Memaknai Pentingnya Fondasi Etik dalam Sistem Peradilan Pidana

Para Penegak Hukum dalam Sistem Peradilan Pidana itu memiliki banyak kewenangan. Karena itu, kewenangan yang banyak tersebut rentan disalahgunakan apabila para pelaku dalam sistem tersebut tidak memiliki landasan etik yang kokoh. Misalnya saja tentang kewenangan untuk melalukan penyidikan atau menghentikan penyidikan, melakukan penahanan, penyitaan, menentukan ketentuan pidana yang akan disangkakan atau digunakan membuat surat dakwaan, menentukan dakwaan mana yang akan dipertimbangkan hakim dalam putusannya dan seperti apa hukumannya dalam putusan pemidanaan.
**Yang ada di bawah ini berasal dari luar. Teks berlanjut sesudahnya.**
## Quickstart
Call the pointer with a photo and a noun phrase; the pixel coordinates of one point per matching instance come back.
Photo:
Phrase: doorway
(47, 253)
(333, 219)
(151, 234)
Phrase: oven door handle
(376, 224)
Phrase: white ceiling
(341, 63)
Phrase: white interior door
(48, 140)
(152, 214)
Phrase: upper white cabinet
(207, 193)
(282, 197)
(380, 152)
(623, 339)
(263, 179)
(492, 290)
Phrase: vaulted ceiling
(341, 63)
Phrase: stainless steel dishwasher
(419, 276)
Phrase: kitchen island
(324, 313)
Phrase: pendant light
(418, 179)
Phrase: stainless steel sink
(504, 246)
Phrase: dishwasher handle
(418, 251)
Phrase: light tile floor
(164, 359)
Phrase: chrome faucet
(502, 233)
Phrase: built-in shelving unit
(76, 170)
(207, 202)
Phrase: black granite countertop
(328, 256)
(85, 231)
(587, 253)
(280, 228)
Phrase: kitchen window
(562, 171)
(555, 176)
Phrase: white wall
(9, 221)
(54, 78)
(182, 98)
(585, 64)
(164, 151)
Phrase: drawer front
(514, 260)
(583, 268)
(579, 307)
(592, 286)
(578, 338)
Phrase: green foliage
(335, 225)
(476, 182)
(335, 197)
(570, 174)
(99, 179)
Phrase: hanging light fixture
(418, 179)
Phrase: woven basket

Semua kewenangan itu memerlukan fondasi etik yang kokoh yang seharusnya dimiliki oleh setiap orang yang bekerja dalam sistem peradilan pidana.

Di wilayah tugas pokok pengadilan misalnya, argumentasi hakim yang digunakan untuk menjatuhkan pidana, tentu ada landasannya filosofis dan teoritisnya. Ada hakim yang lebih menekankan kepada efek jera, ada juga yang lebih kepada soal prevensi, ada yang perhatiannya lebih condong kepada korban, ada juga kepada Terdakwa. Barangkali ada juga yang punya formula yang lebih pas untuk menyeimbangkan masing ? masing kepentingan itu. Semua ada dalilnya dan teorinya yang dapat diterapkan dengan baik.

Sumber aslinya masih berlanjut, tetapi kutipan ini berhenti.